Went to: https://github.com/matthew-brett/transforms3d/settings/hooks

Add webhook.

  • Payload URL: http://nipy.bic.berkeley.edu:54856/github
  • Content type: application/json
  • Secret generated with openssl rand -hex 20 as suggested in cfg.sample.toml;
  • "Let me select individual events", select "Pull request", "Push", "Issue comment";

Add webhook to github

Edits suggested to .travis.yml:

notifications:
    webhooks: http://nipy.bic.berkeley.edu:54856/travis

branches:
    only:
        - auto

Firewall

We're running CentOS 7 on nipy.bic.berkeley.edu.
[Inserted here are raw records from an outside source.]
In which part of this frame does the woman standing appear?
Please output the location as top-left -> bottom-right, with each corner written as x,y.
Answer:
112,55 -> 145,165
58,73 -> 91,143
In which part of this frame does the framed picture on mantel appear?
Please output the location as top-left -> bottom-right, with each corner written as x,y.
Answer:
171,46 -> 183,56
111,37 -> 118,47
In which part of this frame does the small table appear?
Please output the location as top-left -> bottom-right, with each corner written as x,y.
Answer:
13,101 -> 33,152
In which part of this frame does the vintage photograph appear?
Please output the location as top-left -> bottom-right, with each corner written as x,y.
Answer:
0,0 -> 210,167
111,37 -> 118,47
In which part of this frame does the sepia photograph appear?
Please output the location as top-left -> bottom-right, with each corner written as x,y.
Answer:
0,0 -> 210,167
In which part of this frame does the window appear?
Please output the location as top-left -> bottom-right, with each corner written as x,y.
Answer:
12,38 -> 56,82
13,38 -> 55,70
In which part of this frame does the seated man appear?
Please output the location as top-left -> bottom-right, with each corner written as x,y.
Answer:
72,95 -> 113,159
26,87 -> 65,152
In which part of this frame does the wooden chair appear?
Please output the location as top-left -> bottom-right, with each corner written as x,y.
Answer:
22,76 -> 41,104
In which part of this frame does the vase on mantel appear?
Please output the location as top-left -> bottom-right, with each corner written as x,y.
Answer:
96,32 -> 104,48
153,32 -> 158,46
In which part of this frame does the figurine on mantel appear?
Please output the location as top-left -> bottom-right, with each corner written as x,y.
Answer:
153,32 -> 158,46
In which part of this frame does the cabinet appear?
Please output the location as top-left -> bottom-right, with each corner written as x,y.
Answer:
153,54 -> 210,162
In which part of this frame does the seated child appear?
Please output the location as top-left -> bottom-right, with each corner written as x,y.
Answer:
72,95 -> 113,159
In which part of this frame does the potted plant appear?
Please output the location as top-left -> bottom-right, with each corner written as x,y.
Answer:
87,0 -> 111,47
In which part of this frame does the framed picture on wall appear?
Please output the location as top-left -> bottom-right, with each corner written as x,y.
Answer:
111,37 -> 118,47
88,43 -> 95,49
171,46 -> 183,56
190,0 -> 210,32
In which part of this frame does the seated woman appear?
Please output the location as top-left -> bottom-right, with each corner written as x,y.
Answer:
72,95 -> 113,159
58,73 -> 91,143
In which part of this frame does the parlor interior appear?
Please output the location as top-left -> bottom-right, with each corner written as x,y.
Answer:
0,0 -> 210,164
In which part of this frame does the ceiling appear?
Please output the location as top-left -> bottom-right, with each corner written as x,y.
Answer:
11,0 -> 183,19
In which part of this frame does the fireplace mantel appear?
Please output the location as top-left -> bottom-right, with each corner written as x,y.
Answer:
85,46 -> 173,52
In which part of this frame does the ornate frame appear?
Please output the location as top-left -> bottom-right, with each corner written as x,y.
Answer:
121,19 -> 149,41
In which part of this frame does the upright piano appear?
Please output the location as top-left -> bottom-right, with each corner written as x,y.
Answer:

From this SO answer and the Fedora wiki I ran commands:

firewall-cmd --zone=public --add-port=54856/tcp --permanent
firewall-cmd --reload

Check this worked with:

firewall-cmd --list-all

I checked the port before and after with telnet nipy.bic.berkeley.edu 54856 from another machine.

Running homu as daemon via systemd

File /home/homu/bin/start-homu:

#!/bin/bash
cd $HOME/homu
source bin/activate
homu

File /usr/lib/systemd/system/homu.service (see: http://www.redmine.org/boards/1/topics/32763):

[Unit]
Description=Homu daemon
After=syslog.target
After=network.target

[Service]
Type=simple
User=homu
Group=homu
ExecStart=/home/homu/bin/start-homu

# Give a reasonable amount of time for the server to start up/shut down
TimeoutSec=300

[Install]
WantedBy=multi-user.target

Then, as sudo:

systemctl enable homu.service
systemctl start homu.service

To check how things are going:

systemctl status homu.service

To check whether something is responding on the relevant port:

telnet nipy.bic.berkeley.edu 54856

on another machine.

I had previously tried running this as a user systemd service but ran into trouble configuring the startup, with DBus errors trying to enable or start the service.